There’s been lots written about customers who deserve to be fired. “Bad” customers call customer service constantly, return products willy-nilly, and otherwise misuse the gifts that corporations bestow on them with their products and services.
But there’s another side to the story. By clamping down on returns (or even selectively penalizing “serial returners”), companies can depress their overall sales, write Andrew Petersen of the University of North Carolina and V. Kumar of Georgia State University in the most recent WSJ Business Insight section (”Get Smart About Product Returns“):
For every retailer, there is an optimal rate of returns. Higher returns, up to a point, have been shown to result in higher future sales. So if the rate of returns is too low, the retailer is missing out on potential sales. But if the rate of returns is too high, the costs to the company outweigh the benefit of the increase in sales.

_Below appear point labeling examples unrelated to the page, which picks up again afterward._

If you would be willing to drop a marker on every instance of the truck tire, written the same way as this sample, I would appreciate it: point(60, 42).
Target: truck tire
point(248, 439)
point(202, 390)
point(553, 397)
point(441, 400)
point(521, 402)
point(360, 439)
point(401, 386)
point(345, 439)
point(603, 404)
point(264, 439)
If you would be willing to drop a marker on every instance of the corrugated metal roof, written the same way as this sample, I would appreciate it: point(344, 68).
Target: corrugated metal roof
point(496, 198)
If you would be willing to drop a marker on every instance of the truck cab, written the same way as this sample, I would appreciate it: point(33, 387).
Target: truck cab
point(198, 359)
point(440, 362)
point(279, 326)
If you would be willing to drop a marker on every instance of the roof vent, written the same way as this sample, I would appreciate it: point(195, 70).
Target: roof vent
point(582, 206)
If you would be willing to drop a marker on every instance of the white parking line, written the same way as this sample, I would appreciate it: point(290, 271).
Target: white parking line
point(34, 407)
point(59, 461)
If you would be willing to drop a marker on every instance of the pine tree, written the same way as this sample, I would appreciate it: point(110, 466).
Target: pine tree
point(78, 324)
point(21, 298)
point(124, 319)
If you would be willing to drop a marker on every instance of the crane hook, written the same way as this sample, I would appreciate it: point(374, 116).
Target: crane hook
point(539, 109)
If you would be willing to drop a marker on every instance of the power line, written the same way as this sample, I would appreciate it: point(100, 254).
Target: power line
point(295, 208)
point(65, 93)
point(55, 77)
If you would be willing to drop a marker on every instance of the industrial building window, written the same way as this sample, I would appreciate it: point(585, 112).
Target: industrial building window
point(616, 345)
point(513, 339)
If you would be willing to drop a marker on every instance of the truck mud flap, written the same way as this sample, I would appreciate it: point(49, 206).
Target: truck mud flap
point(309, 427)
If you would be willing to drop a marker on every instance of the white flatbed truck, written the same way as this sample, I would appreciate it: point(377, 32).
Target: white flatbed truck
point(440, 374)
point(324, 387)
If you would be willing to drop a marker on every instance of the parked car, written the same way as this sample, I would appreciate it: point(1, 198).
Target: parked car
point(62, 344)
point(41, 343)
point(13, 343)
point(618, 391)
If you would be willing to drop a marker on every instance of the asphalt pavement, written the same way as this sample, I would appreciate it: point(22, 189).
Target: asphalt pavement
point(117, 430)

Petersen’s and Kumar’s insights are based on their study of a large catalog retailer. They compared sales during a period with a liberal return policy with another period with a more restrictive return policy. In this brief podcast, Petersen further illuminates their findings. Lenient return policies caused purchasers to buy more, and also encouraged referrals, which were found to be extremely valuable. In the end, the amount returned by frequent returners (and the study found them – 5% of shoppers made 75% of all returns) was outweighed by the increased purchases from all other shoppers.
Retailers dwelling on getting ripped off by “serial returners” would do well to think about what their policies do to all the other customers out there, who end up buying somewhere else.